Water ($\ce{H2O}$) is a dipole. The reason why is simply because it is not symmetrical, there are more electrons on the oxygen side than on the hydrogen side, and the electronegativity of oxygen.
But why isn't $\ce{H2O}$ symmetrical like $\ce{CO2}$? Why isn't $\ce{H2O}$ non-polar like $\ce{CO2}$? Does it have anything to do with the orbitals?
Answer
Yep, it has to do with the orbitals.
$\ce{CO2}$ is linear, so even though the $\ce{C-O}$ bonds have individual dipole moments, the overall dipole moment is zero as these cancel out (they point in opposite directions, as shown in the diagram below).
On the other hand, $\ce{H2O}$ is "bent", which means that the individual dipole moments of the bond are at an angle to each other. They add up to give a net dipole moment (shown with grey in the diagram).

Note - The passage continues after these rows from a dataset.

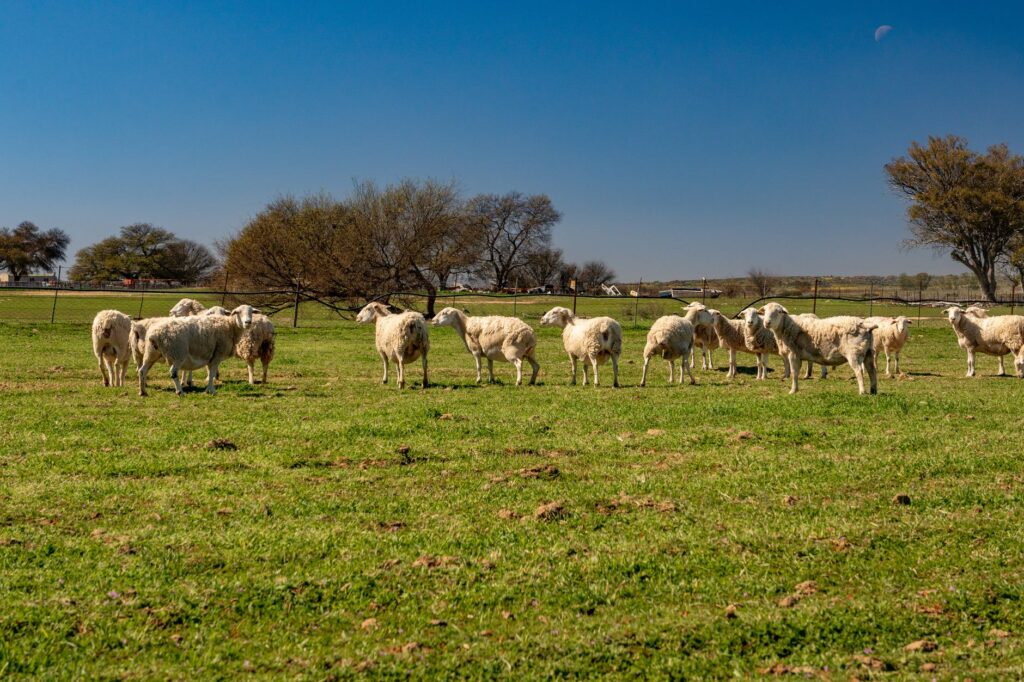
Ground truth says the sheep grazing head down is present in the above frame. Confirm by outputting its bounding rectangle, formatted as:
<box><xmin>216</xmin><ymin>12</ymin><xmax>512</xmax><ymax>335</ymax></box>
<box><xmin>541</xmin><ymin>306</ymin><xmax>575</xmax><ymax>329</ymax></box>
<box><xmin>355</xmin><ymin>301</ymin><xmax>391</xmax><ymax>325</ymax></box>
<box><xmin>758</xmin><ymin>302</ymin><xmax>790</xmax><ymax>330</ymax></box>
<box><xmin>430</xmin><ymin>308</ymin><xmax>459</xmax><ymax>327</ymax></box>
<box><xmin>231</xmin><ymin>304</ymin><xmax>259</xmax><ymax>329</ymax></box>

The colors indicate electron density, red is more dense/blue is less dense. Dipole moment is from low density to high density.
OK, so why do these molecules have differing shapes? This is where orbitals come in. I'll try to explain as much as I can without going into orbitals.

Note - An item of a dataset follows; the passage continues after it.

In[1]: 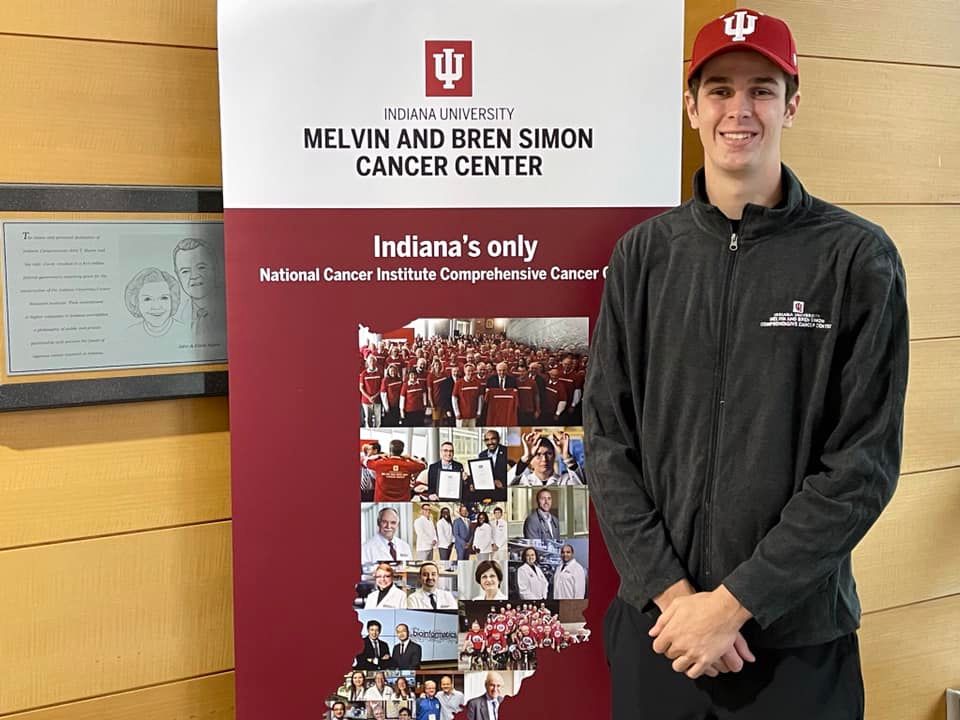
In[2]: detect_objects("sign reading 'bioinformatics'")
[219,0,682,720]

Carbon has an outer shell electronic configuration as $2s^22p^2$. Out of these four electrons, two are used in $\pi$ bonds, and two in $\sigma$ bonds. If you don't know what those are, just look at it like this for now: A set of bonds between two atoms will have one and only one $\sigma$ bond, with the rest of them $\pi$ bonds. So, any single bond is made up of just a $\sigma$ bond, a double bond is made up of one $\sigma$ and one $\pi$, and a triple bond is made up of one $\sigma$ and two $\pi$ bonds. What these types of bonds actually are can be explained if you know what an orbital is.

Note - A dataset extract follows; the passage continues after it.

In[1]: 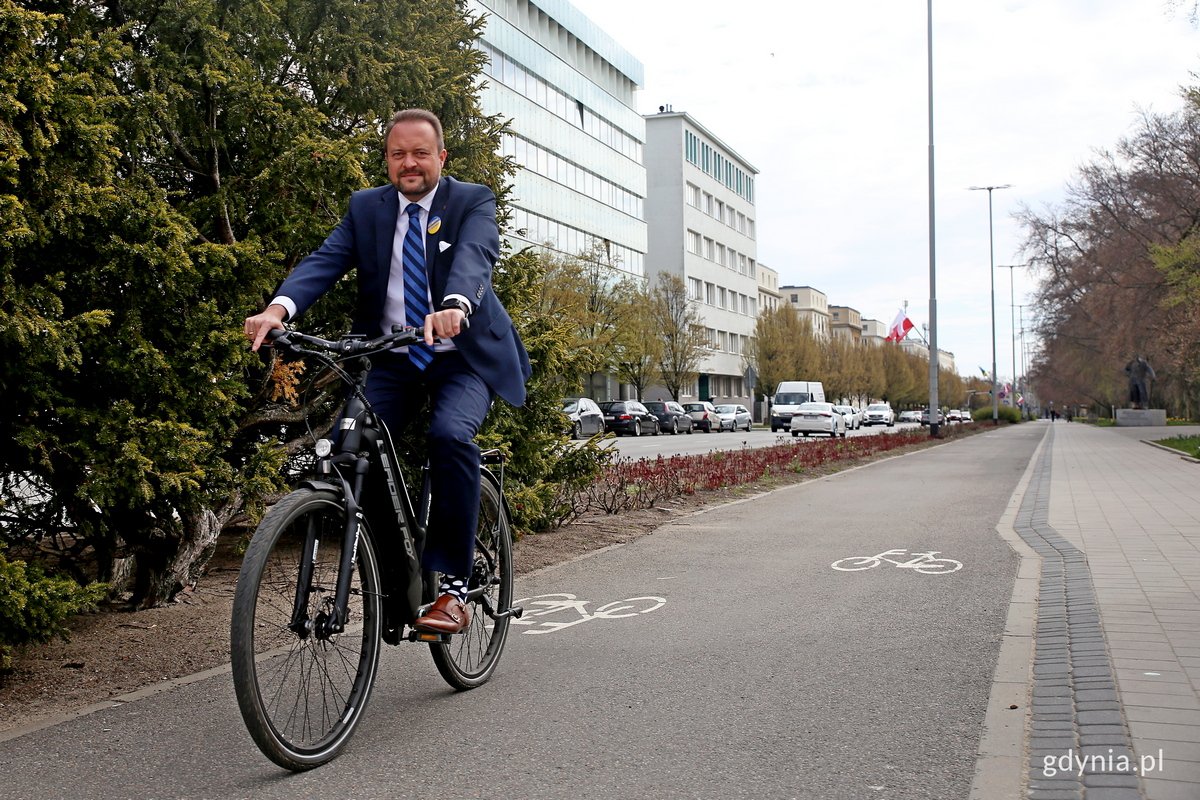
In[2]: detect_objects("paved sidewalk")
[1036,421,1200,800]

Now, what VSEPR says is that the geometry of the molecule is only decided by the $\sigma$ bonds and lone pairs on the central atom. You count up the $\sigma$ bonds and lone pairs (lets say they add up to $x$), and decide the geometry based on that. The geometry is the most stable configuration of $x$ hybrid orbitals. In simple terms, if we took $x$ balloons and tied them together, the directions the balloons point in help us correspond to where the bonds and lone pairs lie:
In $\ce{CO2}$, we have two $\sigma$ bonds and two $\pi$ bonds (as each double bond has one of each type). Each bond takes up one electron from carbon, so we have no leftover electrons for forming any lone pair. Since we have two $\sigma$ bonds and 0 lone pairs, $x=2$, giving us the structure given by the first set of balloons, which is linear. And $\ce{CO2}$ is indeed linear:
Now let's take water. The central atom (Oxygen) has a valence configuration of $2s^22p^4$, that is, 6 electrons. In water, since we have two single bonds, we have one $\sigma$ bond each (and no $\pi$ bonds). So we have total two $\sigma$ bonds.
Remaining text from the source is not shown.